Peter Capaldi’s tour of Scottish art surpassed anything presented by highbrow Alan Yentob -- part of a rich schedule described by one London reviewer as; “the telly equivalent of chewing on a wedge of Stornoway black pudding washed down with a triple malt.”
This is a taste of what’s possible. Its minority nature means these BBC4 programme makers were freed from the requirement to service the majority of BBC viewers, positively encouraged to be provocative and given more than a few bob to do it. The programmes were largely produced by Scots in the regular employ of BBC Scotland. So you’ve got to ask, why aren’t they churning out such knowing, high quality programmes “back home”?
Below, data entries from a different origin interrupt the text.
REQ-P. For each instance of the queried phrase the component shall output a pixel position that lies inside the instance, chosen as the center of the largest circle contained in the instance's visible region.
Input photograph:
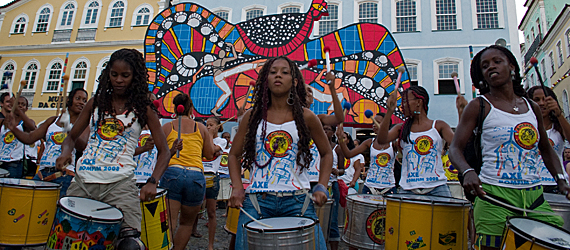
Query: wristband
(467, 171)
(322, 188)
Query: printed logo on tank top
(526, 135)
(423, 144)
(143, 139)
(9, 137)
(278, 143)
(111, 128)
(58, 137)
(383, 159)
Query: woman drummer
(512, 141)
(274, 139)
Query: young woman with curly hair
(274, 139)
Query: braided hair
(477, 73)
(262, 102)
(420, 93)
(136, 94)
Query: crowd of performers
(295, 158)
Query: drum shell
(291, 239)
(433, 224)
(27, 211)
(82, 230)
(361, 219)
(561, 206)
(324, 215)
(155, 231)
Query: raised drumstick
(454, 75)
(327, 51)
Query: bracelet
(467, 171)
(322, 188)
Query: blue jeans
(334, 233)
(442, 190)
(185, 186)
(16, 168)
(273, 206)
(64, 181)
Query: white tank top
(108, 156)
(349, 171)
(510, 149)
(557, 143)
(381, 172)
(315, 166)
(11, 148)
(224, 162)
(54, 139)
(421, 162)
(212, 166)
(282, 174)
(145, 161)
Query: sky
(520, 13)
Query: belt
(186, 168)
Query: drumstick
(399, 79)
(22, 84)
(327, 51)
(454, 75)
(256, 221)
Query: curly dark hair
(477, 73)
(136, 94)
(262, 102)
(420, 93)
(69, 100)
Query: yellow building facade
(36, 36)
(556, 45)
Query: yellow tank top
(191, 154)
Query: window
(117, 12)
(20, 26)
(487, 14)
(53, 77)
(253, 13)
(368, 13)
(446, 15)
(560, 54)
(30, 76)
(7, 76)
(406, 15)
(67, 17)
(329, 23)
(92, 11)
(43, 20)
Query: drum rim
(281, 230)
(89, 217)
(460, 203)
(53, 185)
(539, 241)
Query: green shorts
(490, 220)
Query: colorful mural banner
(191, 50)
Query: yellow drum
(523, 233)
(155, 232)
(433, 222)
(27, 209)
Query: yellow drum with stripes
(155, 232)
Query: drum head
(367, 198)
(281, 224)
(88, 208)
(25, 183)
(546, 234)
(428, 199)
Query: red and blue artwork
(191, 50)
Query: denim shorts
(212, 192)
(183, 185)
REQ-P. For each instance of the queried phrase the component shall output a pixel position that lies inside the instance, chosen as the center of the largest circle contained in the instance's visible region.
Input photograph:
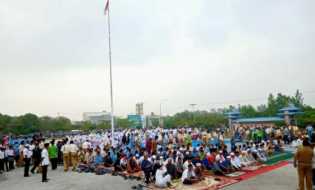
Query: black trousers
(27, 162)
(11, 163)
(1, 164)
(44, 173)
(6, 163)
(35, 164)
(54, 163)
(147, 175)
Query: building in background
(97, 118)
(137, 121)
(139, 108)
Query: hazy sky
(54, 55)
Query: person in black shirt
(171, 168)
(36, 157)
(146, 167)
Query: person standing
(1, 159)
(303, 162)
(10, 154)
(27, 160)
(36, 157)
(65, 149)
(53, 155)
(73, 155)
(45, 162)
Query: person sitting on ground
(171, 168)
(186, 163)
(162, 178)
(261, 153)
(189, 176)
(243, 159)
(107, 160)
(146, 167)
(235, 161)
(179, 167)
(132, 165)
(98, 159)
(198, 171)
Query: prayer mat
(137, 175)
(209, 183)
(261, 170)
(235, 174)
(278, 158)
(252, 168)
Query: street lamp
(160, 119)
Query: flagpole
(110, 73)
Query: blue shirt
(98, 159)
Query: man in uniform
(65, 149)
(73, 155)
(27, 160)
(303, 162)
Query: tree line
(31, 123)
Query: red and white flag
(106, 7)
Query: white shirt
(160, 180)
(1, 154)
(45, 161)
(9, 152)
(27, 153)
(73, 148)
(187, 175)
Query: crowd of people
(160, 154)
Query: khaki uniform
(303, 158)
(66, 156)
(74, 155)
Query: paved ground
(60, 180)
(284, 178)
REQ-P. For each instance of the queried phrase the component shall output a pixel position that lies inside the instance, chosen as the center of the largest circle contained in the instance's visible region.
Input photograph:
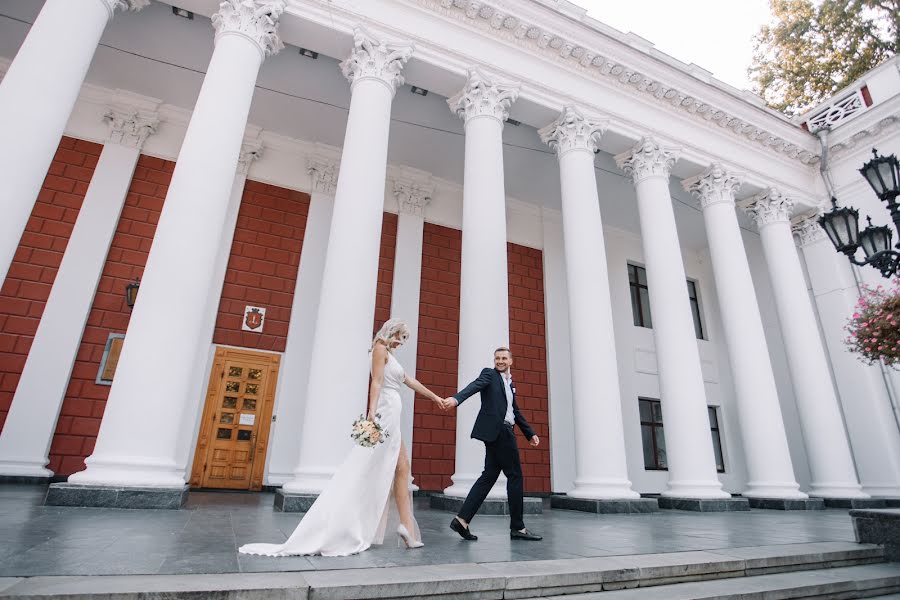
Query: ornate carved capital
(113, 5)
(412, 196)
(250, 152)
(714, 186)
(648, 159)
(808, 230)
(572, 131)
(375, 59)
(130, 126)
(256, 20)
(482, 97)
(323, 174)
(770, 206)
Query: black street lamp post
(842, 224)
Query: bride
(372, 484)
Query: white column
(37, 95)
(830, 461)
(412, 198)
(868, 414)
(156, 366)
(484, 288)
(600, 467)
(769, 468)
(251, 150)
(294, 376)
(336, 393)
(689, 451)
(31, 423)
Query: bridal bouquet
(368, 433)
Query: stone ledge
(852, 503)
(787, 503)
(287, 502)
(532, 506)
(703, 504)
(630, 506)
(96, 496)
(879, 527)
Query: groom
(494, 426)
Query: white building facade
(282, 174)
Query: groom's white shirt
(507, 379)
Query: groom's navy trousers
(501, 450)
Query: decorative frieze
(714, 186)
(543, 41)
(648, 159)
(572, 131)
(323, 174)
(130, 126)
(412, 196)
(770, 206)
(372, 58)
(257, 20)
(483, 97)
(808, 230)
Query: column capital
(770, 206)
(573, 131)
(648, 159)
(323, 173)
(113, 5)
(372, 58)
(256, 20)
(808, 230)
(250, 151)
(715, 185)
(130, 126)
(412, 196)
(484, 97)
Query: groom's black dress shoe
(523, 535)
(463, 532)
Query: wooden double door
(234, 430)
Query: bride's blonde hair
(390, 328)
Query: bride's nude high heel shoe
(407, 539)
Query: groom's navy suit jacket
(493, 406)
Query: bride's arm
(420, 389)
(379, 357)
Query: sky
(713, 34)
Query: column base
(704, 504)
(604, 506)
(532, 506)
(855, 502)
(787, 503)
(97, 496)
(288, 502)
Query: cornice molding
(540, 40)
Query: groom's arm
(473, 388)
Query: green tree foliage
(813, 48)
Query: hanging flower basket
(873, 332)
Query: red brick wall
(434, 439)
(85, 401)
(434, 431)
(31, 274)
(528, 345)
(262, 268)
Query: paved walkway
(204, 537)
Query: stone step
(508, 580)
(865, 581)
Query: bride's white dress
(352, 512)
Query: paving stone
(704, 505)
(639, 505)
(532, 506)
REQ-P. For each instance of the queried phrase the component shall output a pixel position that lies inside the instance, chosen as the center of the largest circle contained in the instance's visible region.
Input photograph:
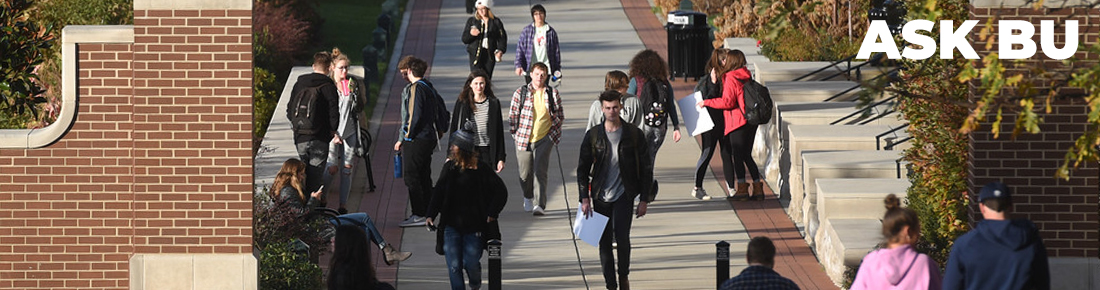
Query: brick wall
(157, 162)
(66, 211)
(1065, 211)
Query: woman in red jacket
(740, 135)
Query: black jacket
(497, 37)
(495, 126)
(635, 165)
(328, 107)
(464, 199)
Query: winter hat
(994, 190)
(464, 138)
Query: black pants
(484, 60)
(315, 153)
(620, 213)
(741, 141)
(711, 141)
(416, 170)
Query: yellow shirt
(541, 115)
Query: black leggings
(711, 140)
(740, 141)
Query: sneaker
(700, 193)
(414, 221)
(528, 204)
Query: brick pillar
(1065, 211)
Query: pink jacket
(733, 98)
(898, 268)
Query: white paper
(590, 230)
(696, 119)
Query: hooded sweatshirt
(898, 268)
(1005, 254)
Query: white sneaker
(700, 193)
(528, 204)
(414, 221)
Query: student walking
(485, 37)
(352, 96)
(631, 111)
(897, 265)
(739, 133)
(538, 43)
(479, 108)
(613, 169)
(711, 88)
(1000, 252)
(469, 197)
(536, 116)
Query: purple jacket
(525, 49)
(898, 268)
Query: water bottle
(397, 165)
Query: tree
(24, 44)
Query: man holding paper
(614, 168)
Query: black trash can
(689, 44)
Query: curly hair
(468, 93)
(648, 64)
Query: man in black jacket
(312, 145)
(614, 168)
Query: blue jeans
(362, 220)
(462, 252)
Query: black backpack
(758, 103)
(301, 110)
(655, 95)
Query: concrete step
(842, 164)
(844, 243)
(816, 137)
(856, 198)
(812, 91)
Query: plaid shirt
(758, 277)
(521, 116)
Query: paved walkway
(673, 245)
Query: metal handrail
(860, 111)
(878, 138)
(834, 64)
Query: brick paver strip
(793, 259)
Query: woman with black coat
(485, 38)
(476, 104)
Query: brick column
(1065, 211)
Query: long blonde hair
(288, 176)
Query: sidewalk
(673, 245)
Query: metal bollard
(494, 264)
(722, 260)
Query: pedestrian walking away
(739, 133)
(1000, 252)
(613, 169)
(538, 43)
(710, 87)
(535, 116)
(485, 37)
(759, 275)
(468, 198)
(897, 265)
(477, 107)
(292, 198)
(315, 116)
(424, 121)
(631, 111)
(342, 151)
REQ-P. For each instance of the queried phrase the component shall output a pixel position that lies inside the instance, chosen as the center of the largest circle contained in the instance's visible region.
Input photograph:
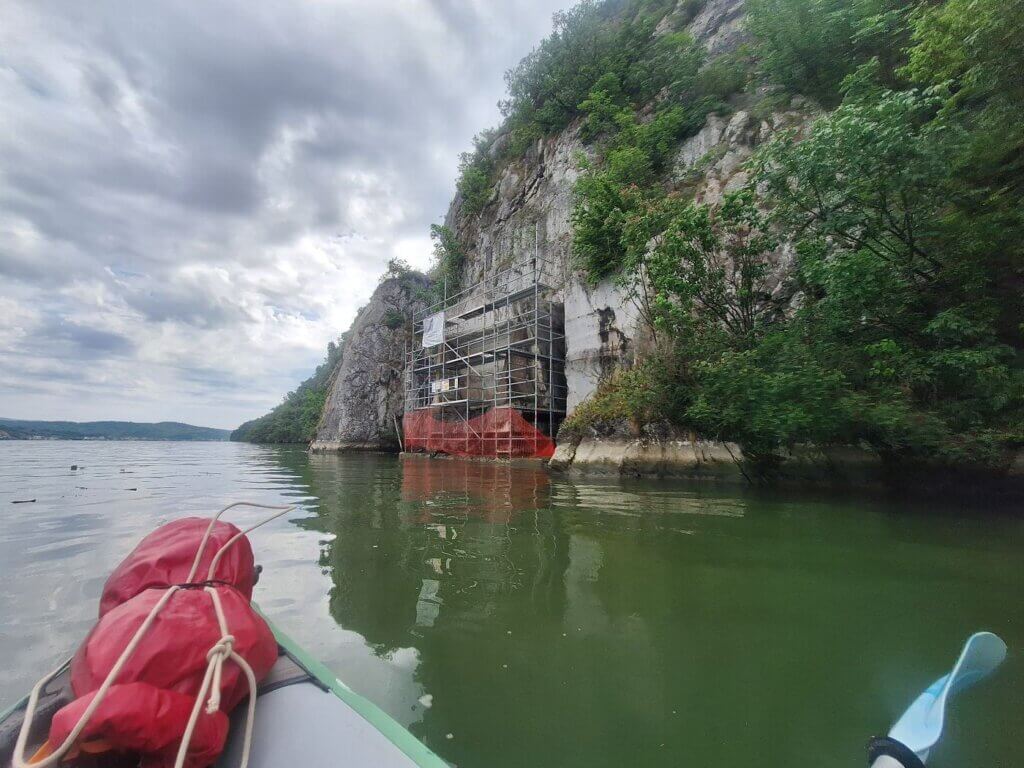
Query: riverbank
(687, 457)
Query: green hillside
(17, 429)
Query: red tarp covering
(500, 432)
(147, 709)
(165, 556)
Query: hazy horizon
(196, 199)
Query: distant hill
(296, 418)
(16, 429)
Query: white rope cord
(222, 649)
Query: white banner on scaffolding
(433, 330)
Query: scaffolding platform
(484, 372)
The answer is not talent, its money. Scottish producers are usually forced to fit stererotypes to get network cash. Thus Monarch of the Glen will succeed, whilst Johnson and Boswell though bed-wettingly funny for Scots --will struggle.
This also produces a supreme irony. Top Scottish talent is currently affordable only through well-funded network commissions not Scottish ones. That’s partly why STV -- by opting out of ITV– have angered “patriots” by axing the only dramas that can afford to employ Scottish stars. Radio is no different.
The current skewed broadcasting market is bending our production base, national self esteem and perceptions of value out of shape completely. Mike Russell may not have all the answers, but he’s asking the right questions.